On Mon, May 23, 2022 at 10:21 AM Lev Maximov <lev.maximov@gmail.com> wrote:
What do you guys think of the chm format ("windows help")? This offline documentation format is shipped with all python releases (eg https://www.python.org/downloads/release/python-3913/).
It is simple to build from a hierarchy of html files, it is downloadable, searchable, bookmarkable, has index, supports hyperlinks, can be opened on linux as well.

One downside of it is that recent Windows versions (=Windows 10) block the "execution" of this file if downloaded from "untrusted source" (=internet), so it needs a checkbox in file properties
to lift this "security block".

Afaik, NumPy used to ship docs in this format many years ago, but then dropped its support.

Indeed. It's much more niche than pdf, so I'd prefer to not consider it. You can easily build it locally though if you'd use it personally.

 

Best regards,
Lev

On Mon, May 23, 2022 at 1:33 PM Ralf Gommers <ralf.gommers@gmail.com> wrote:


On Mon, May 23, 2022 at 6:51 AM Matti Picus <matti.picus@gmail.com> wrote:

On 23/5/22 01:51, Rohit Goswami wrote:
>
> Being very hard to read should not be reason enough to stop generating
> them. In places with little to no internet connectivity often the PDF
> documentation is invaluable.
>
> I personally use the PDF documentation both on my phone and e-reader
> when I travel simply because it is more accessible and has better
> search capabilities.
>
> It is true that SciPy has removed them, but that doesn't necessarily
> mean we need to follow suit. Especially relevant (IMO) is that large
> parts of the NumPy documentation still make sense when read
> sequentially (going back to when it was at some point partially kanged
> from Travis' book).
>
> I'd be happy to spend time (and plan to) working on fixing concrete
> issues other than straw-man and subjective arguments.
>
> Personally I'd like to see the NumPy documentation have PDFs in a
> fashion where each page / chapter can be downloaded individually.
>
> -- Rohit
>
> P.S.: If we have CI timeout issues, for the PDF docs we could also
> have a dedicated repo and only build for releases.
>
> P.P.S: FWIW the Python docs are also still distributed in PDF form.
>
> On 22 May 2022, at 21:41, Stephan Hoyer wrote:
>
>     +1 let’s drop the PDF docs.

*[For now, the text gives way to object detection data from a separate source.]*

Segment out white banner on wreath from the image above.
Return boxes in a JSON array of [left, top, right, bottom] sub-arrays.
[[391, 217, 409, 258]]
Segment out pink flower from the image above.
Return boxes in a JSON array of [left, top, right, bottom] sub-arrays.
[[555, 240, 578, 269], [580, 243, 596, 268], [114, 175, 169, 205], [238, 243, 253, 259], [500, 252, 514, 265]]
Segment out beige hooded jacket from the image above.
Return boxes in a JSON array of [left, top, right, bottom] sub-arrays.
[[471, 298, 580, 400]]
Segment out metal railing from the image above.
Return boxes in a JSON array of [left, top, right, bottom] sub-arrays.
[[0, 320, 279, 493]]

They are already very hard to read.
>
>     On Sun, May 22, 2022 at 1:06 PM Charles R Harris
>     <charlesr.harris@gmail.com> wrote:
>
>         Hi All,
>
>         This is a proposal to drop the generation of pdf documentation
>         and only generate the html version. This is a one way change
>         due to the difficulty maintaining/fixing the pdf versions. See
>         minimal discussion here
>         <https://github.com/numpy/numpy/issues/21557#issuecomment-1133920412>.
>
>         Chuck
>

Thanks Rohit for the offer to take on this project.

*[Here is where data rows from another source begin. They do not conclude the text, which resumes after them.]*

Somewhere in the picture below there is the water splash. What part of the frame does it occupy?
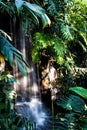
[16,97,51,130]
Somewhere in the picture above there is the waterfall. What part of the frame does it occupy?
[13,20,51,130]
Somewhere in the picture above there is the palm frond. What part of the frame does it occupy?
[15,0,51,28]
[0,29,12,41]
[61,24,73,40]
[69,86,87,99]
[0,36,28,75]
[57,95,85,113]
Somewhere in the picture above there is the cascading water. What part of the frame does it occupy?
[16,68,52,130]
[14,21,52,130]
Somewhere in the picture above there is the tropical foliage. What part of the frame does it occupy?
[0,0,87,130]
[0,0,50,130]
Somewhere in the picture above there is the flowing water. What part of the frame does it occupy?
[16,97,52,130]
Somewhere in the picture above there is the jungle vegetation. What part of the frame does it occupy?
[0,0,87,130]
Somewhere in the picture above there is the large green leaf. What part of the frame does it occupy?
[69,87,87,99]
[0,36,28,75]
[23,2,51,28]
[15,0,24,13]
[57,95,85,112]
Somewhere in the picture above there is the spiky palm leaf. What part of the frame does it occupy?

I don't think we should block the release on the existence of PDF
documentation. It is a "nice to have", not a hard requirement.


One strategy to discover problems with the PDF builds in CI would be to
add a weekly build of PDF.

That would just mean more CI maintenance/breakage, that the same folks who always take care of CI issues inevitably are going to have to look at.

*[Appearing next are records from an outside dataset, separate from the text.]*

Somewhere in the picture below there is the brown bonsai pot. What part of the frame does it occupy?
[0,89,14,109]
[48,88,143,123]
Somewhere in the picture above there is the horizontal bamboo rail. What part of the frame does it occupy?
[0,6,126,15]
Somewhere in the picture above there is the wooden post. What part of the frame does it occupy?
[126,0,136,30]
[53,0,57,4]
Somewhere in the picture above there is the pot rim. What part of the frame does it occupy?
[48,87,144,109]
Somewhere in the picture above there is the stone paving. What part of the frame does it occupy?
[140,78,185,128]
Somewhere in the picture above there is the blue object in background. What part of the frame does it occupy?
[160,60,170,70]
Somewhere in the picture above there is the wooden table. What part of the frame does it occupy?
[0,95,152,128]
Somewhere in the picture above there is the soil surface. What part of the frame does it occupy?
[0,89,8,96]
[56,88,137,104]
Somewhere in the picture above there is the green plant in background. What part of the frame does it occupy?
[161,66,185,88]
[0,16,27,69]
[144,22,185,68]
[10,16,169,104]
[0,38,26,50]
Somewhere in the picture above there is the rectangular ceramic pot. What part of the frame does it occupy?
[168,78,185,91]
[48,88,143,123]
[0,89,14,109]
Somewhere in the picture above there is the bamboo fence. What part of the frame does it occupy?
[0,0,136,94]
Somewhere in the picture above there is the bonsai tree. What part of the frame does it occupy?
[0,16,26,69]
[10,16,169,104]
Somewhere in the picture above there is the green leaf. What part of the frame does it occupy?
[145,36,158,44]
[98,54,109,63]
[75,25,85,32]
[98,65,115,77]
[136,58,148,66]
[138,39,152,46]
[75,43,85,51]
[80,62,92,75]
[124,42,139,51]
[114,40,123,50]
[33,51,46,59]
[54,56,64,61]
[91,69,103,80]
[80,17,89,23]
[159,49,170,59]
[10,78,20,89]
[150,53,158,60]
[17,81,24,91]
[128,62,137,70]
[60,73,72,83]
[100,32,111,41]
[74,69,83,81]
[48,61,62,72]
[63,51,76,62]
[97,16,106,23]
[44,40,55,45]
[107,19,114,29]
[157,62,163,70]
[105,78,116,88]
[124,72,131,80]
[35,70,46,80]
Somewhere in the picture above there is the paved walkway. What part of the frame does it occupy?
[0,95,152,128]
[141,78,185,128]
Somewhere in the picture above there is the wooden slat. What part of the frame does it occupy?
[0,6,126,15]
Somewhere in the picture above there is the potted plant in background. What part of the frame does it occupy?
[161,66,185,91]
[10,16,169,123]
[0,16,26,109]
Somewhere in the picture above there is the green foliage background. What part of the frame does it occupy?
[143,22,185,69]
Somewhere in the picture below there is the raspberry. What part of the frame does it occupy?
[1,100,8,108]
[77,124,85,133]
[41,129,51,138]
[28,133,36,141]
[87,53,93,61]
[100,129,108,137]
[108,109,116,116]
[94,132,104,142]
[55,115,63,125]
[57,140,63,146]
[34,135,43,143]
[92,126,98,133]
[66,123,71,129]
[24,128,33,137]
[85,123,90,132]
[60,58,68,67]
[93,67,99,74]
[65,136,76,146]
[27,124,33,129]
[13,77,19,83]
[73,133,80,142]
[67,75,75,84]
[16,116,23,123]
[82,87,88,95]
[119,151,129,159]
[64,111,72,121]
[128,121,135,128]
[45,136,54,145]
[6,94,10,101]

I'm +1 for removing pdf builds, they are not worth the maintainer effort - we shouldn't put them in CI, and they break at release time too often. It will remain possible for interested users to rebuild the docs themselves - and we can/will accept patches for docstring issues that trip up the pdf but not the html build. That's the same support level we have for other things that we do not run in CI.

When we removed the SciPy pdf docs, the one concern was that there was no longer an offline option (by Juan, a very knowledgeable user and occasional contributor). So I suspect that most of the pdf downloads are for users who want that offline option, but we don't tell them that html+zip is the preferred one.

Another benefit of removal is to slim down our dev Docker images a lot - right now the numpy-dev image is 300 MB larger than the scipy-dev one because of the inclusion of TeX Live.

I'm not so interested in the detailed discussion later on in this thread to be honest. Let me propose a simple solution that should make everyone happy:
1. We drop pdf builds in CI, the release process and the Docker image, but keep support in the code base.
2. Rohit volunteered to maintain the pdf build, so if he (or another person we know and trust to receive artifacts from and distribute them) wants to send PRs to fix doc build issues and merge a pdf build into https://github.com/numpy/doc/, we'll review and merge those.

This keeps the pdf docs available for as long as someone does the work, while removing the burden from the release manager and general development. This seems like a decent compromise, similar to what we do for other things with a fairly niche audience.